The atmosphere created by some young people Thursday in Riverside Park during the Independence Day festivities turned as combustible as the fireworks.

Groups from outside the neighborhood, according to witnesses, started a number of fights and later wreaked havoc on Tonawanda Street by blocking traffic and jumping on cars before they were dispersed without arrests.

“It was a rough crowd,” said Annette Class, a Riverside resident who attended with her three children.

She was upset by both a fight that broke out in the front of the crowd during the fireworks show and also the behavior of some young people afterward.

“I think next year we’ll just watch it from our house,” she said. “It wasn’t a crowd I would want my children in, and I wouldn’t suggest it for anyone with younger children.”

A Buffalo police officer, who asked not to be named, confirmed some fights at the Friendship Festival, which includes carnival rides. The biggest problem was the crush of people that made it difficult to leave after the fireworks concluded.

The Police Department estimated the crowd at 20,000.

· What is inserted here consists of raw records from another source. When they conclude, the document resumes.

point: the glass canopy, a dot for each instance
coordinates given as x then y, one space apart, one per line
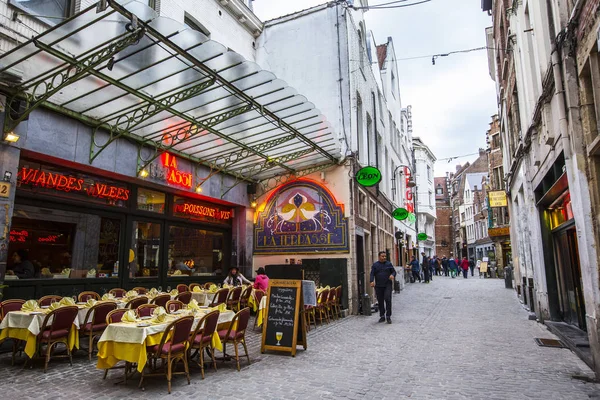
129 73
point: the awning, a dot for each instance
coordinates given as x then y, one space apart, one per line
130 73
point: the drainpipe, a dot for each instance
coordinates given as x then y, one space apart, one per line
559 92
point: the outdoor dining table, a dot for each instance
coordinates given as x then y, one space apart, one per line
26 326
127 341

Making matters worse, the officer said, was a large group that briefly took over a street surrounding the park. “They all went on Tonawanda Street and they didn’t go home. They blocked traffic, they stood in the middle of the street, they were jumping on people’s cars. We just moved them out and got rid of them,” said the officer, who was not authorized to speak to the media.

A large fight between women broke out during the evening, and a North Buffalo woman reported that several women jumped her.

Michael Moody, a carnival ride operator, said a fight broke out near the Sea Ray ride, a day after he witnessed a fight by the Orient Express that he said involved an estimated 45 young people.

Despite the violence, only one arrest was made Thursday. Police arrested a 20-year-old man on an illegal weapon possession charge, said police spokesman Michael DeGeorge.

Marlek Williams, of Littlefield Avenue, was arrested after police chased him from Hertel Avenue and Tonawanda Street to the second block of Gorton Street at about 11 p.m. Police found a loaded .380-caliber handgun he allegedly threw over a fence just before they caught him.

He was charged with obstruction for refusing to talk to officers at Hertel and Tonawanda, where they had responded to a “man with gun call.”

A day earlier, during the festival, Justin Smith, no age available, of Ontario Street, was arrested for pulling out a knife during a fight.

Council Member Joseph Golombek Jr. said that besides “a handful of isolated fights,” the event had far fewer problems than last year’s festival, during which he said young people from outside the neighborhood were disruptive. The officer who spoke to The News agreed.

Crystal Best, who lives on Tonawanda Street, said she thought the sheer size of the crowd overwhelmed the ability of the police to respond to some of the problems that flared.

“There were just too many people for them to control,” Best said. Additional police officers were added Friday, even though attendance was smaller than the night before.